Thirty eight per cent of all students surveyed know or have known somebody with a gambling problem. Twenty-seven per cent of the students report the gambler to be under 20 years of age. This suggests to me that they are friends of the students; 7% of the students report the gambler to be between 21 and 30; 13% between 31 and 40; while 43% report the problem gambler to be between 41 and 50 (the probable ages of their parents); and 10% report the gambler to be over 51. Seventy per cent of the students report that the people they know or have known who have gambling problems have not yet recovered and still struggle with the illness. This suggests that some students are regularly exposed to gambling problems through their friends, parents, and relatives. Isn't it time they learned how to help their loved ones?

After doing my own research and analyzing all of this for myself, I am still left with many questions. However, I have started to answer many of them, and hopefully have made others start thinking as well. It is important to understand that what we do as children, more often than not, influences our actions as adults. Things that may seem innocent and harmless, like playing cards for money, may do more long-term damage than we even care to imagine. Ten per cent of us currently have problems with gambling. I would be willing to bet money that 10% of us believe scratching lottery tickets as young children cannot possibly have adverse effects later in life. I'm not a social scientist with multiple degrees attached to my name, so take my opinions and statistics for what they are worth to you. Do your own research, question what the advertisements say and join the battle of awareness and discovery. It's time to expose the hidden addiction. Thank you.


Notes

fn1*The statistic of “10% of [adult] Ontarians” with gambling problems can be seen as an inflated figure. The source for this figure (Van Rijn, 1995) chose to include those who endorsed having even one gambling problem on the South Oaks Gambling Screen (SOGS).
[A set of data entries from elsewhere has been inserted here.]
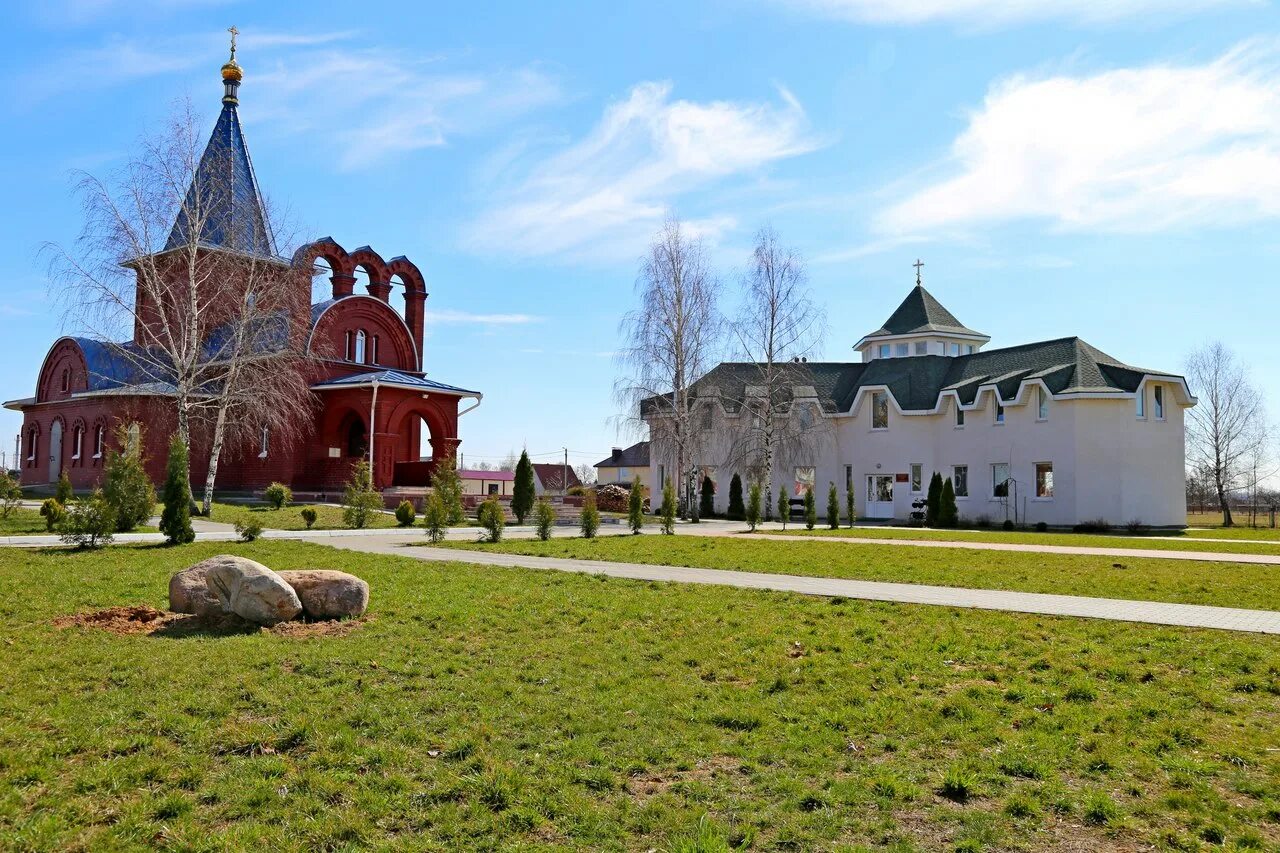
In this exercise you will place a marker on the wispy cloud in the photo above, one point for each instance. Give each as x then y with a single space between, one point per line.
606 194
981 14
449 316
1129 150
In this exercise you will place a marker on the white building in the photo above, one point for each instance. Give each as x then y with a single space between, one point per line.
1055 432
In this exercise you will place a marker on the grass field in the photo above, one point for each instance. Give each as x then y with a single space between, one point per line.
1207 541
328 518
1189 582
506 708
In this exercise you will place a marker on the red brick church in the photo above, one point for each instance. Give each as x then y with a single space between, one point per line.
373 397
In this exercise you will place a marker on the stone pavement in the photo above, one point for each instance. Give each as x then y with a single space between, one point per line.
1111 609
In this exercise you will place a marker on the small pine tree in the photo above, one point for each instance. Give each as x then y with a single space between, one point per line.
735 500
176 520
525 495
589 523
544 519
668 507
360 500
126 484
65 493
448 486
933 501
947 514
708 497
635 507
753 506
435 518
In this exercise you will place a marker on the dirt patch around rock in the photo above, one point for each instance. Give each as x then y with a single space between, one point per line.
158 623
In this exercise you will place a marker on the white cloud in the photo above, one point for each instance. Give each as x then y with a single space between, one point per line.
1129 150
449 316
995 13
606 194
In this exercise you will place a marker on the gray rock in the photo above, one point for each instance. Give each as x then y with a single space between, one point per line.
188 593
251 591
328 594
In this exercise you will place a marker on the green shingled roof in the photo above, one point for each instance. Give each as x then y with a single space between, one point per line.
919 313
1066 365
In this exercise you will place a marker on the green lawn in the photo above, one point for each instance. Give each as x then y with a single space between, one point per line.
1191 582
328 518
1197 541
484 708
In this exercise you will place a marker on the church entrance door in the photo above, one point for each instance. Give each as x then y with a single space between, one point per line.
880 496
55 451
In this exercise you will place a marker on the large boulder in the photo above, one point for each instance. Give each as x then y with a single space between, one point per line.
251 591
328 594
188 593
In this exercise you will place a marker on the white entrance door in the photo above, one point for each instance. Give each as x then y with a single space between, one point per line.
55 451
880 496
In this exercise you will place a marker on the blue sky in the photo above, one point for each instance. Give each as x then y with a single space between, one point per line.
1109 169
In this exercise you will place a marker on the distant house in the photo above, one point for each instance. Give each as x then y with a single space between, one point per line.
624 466
487 482
549 478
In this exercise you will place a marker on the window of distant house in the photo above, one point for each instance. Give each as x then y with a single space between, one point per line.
880 410
1043 479
1000 479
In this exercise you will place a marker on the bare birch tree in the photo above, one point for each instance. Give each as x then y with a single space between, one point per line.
1226 429
670 341
778 328
216 329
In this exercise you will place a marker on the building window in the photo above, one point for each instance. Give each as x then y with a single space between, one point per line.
1043 479
1000 479
880 410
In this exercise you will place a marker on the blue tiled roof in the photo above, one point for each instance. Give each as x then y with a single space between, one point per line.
224 182
392 378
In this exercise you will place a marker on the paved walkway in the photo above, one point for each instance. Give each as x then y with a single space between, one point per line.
1112 609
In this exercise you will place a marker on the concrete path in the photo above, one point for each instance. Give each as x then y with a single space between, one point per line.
1112 609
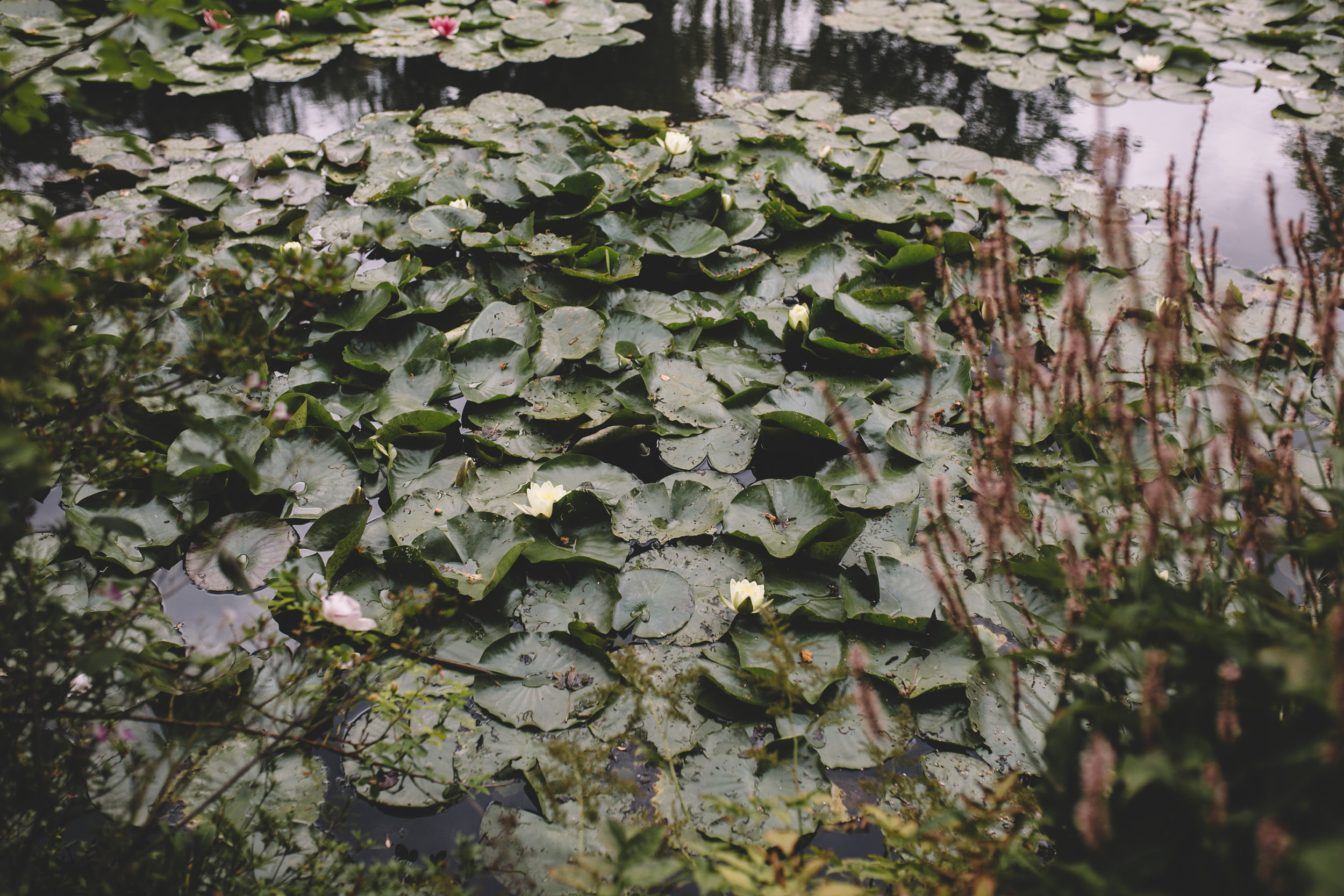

However, to be identified as having a clinically significant gambling problem, a person would have to endorse at least five items on the SOGS. Recent research on the prevalence of gambling problems offers a different view. A widely accepted meta-analysis by Shaffer, Hall and Vander Bilt (1999) describes lifetime prevalence rates of probable pathological gambling of 1.7% for adults and 4.3% for adolescents in the United States and Canada.

— The editor

References
Shaffer, H.J.. Hall, M.N.. Vander Bilt, J.. ( 1999). Estimating the prevalence of disordered gambling behavior in the United States and Canada: A research synthesis. American Journal of Public Health 89 (9), 1369-1376.
Van Rijn, N.. ( 1995, August 11). One million in Ontario said hooked on gambling. The Toronto Star, p. A2.